Foreign policy abstention is a novel and unsettled doctrine in international litigation. Unlike other established international litigation abstention doctrines, foreign policy abstention permits courts to decline jurisdiction when adjudication implicates significant foreign policy concerns. First invoked in 2004, the doctrine has since appeared sporadically in case law, most recently in the Eighth Circuit’s decision in Reid v. Doe Run Resources. Yet, its analytical framework remains muddy and amorphous, leading to inconsistent judicial application.

This Note examines one critical factor courts consider when determining whether to apply the foreign policy abstention: the strength of U.S. foreign policy interests in the litigation. In making this determination, courts value the U.S. State Department’s views, expressed through amicus briefs or Statements of Interest (SOIs). Courts have interpreted the State Department’s failure to file a brief to mean that the U.S. government does not have strong foreign policy interests in the litigation. And because the Department is sporadic and inconsistent in its filing practices, the judiciary’s inferences from the Department’s silence have exacerbated doctrinal muddiness in foreign policy abstention.
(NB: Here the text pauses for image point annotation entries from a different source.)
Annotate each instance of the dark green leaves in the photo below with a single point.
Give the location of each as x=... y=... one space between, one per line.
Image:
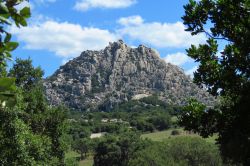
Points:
x=7 y=91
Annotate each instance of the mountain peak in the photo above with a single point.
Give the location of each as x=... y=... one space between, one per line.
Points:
x=102 y=79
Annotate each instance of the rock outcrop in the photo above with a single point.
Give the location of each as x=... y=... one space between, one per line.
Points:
x=101 y=79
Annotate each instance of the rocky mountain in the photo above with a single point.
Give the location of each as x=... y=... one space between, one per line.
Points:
x=101 y=79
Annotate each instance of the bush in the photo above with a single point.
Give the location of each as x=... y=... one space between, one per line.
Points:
x=175 y=132
x=180 y=151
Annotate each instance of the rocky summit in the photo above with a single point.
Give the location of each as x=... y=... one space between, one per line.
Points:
x=118 y=73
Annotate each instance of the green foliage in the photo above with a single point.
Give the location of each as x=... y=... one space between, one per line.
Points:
x=117 y=150
x=179 y=151
x=7 y=92
x=82 y=146
x=26 y=75
x=227 y=76
x=9 y=13
x=31 y=132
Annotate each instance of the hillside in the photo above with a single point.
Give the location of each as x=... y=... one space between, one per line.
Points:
x=101 y=79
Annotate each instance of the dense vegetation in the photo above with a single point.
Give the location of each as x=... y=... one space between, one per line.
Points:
x=34 y=133
x=225 y=74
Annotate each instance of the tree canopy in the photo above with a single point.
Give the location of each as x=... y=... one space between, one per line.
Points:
x=225 y=73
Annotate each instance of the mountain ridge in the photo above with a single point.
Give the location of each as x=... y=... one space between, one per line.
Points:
x=116 y=74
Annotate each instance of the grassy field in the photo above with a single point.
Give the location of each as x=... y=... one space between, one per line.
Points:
x=161 y=135
x=155 y=136
x=86 y=162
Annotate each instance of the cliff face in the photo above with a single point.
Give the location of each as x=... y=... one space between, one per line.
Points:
x=119 y=73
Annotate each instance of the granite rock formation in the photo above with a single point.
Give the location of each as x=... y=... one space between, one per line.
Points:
x=102 y=79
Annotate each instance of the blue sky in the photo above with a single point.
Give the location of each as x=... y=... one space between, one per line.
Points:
x=60 y=30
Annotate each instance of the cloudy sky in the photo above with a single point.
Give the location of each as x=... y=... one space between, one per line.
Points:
x=60 y=30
This Note argues that courts’ interpretations of State Department silence may not accurately reflect the U.S. government’s interests, as the Department’s inaction may stem from various reasons unrelated to the absence of foreign policy interests, including a mere lack of knowledge that the litigation exists at all. To address this issue, this Note discusses two potential solutions. It first considers an agency-implemented policy requiring the State Department to file an SOI in every case invoking foreign policy abstention. This, however, would place an undue burden on the Department. A more practical alternative is the adoption of a procedural rule mandating that parties notify the State Department when they invoke foreign policy abstention, ensuring the State Department is aware of the litigation and provided with an opportunity to speak. Under this framework, if the Department remains silent after notification, courts could more justifiably presume that U.S. foreign policy interests are weak. This approach offers a pragmatic framework that balances the judiciary’s need for clarity with the State Department’s administrative constraints.

By clarifying the State Department’s role and the weight of its statements, this approach seeks to promote consistency, transparency, and analytical rigor in invocations of the foreign policy abstention doctrine.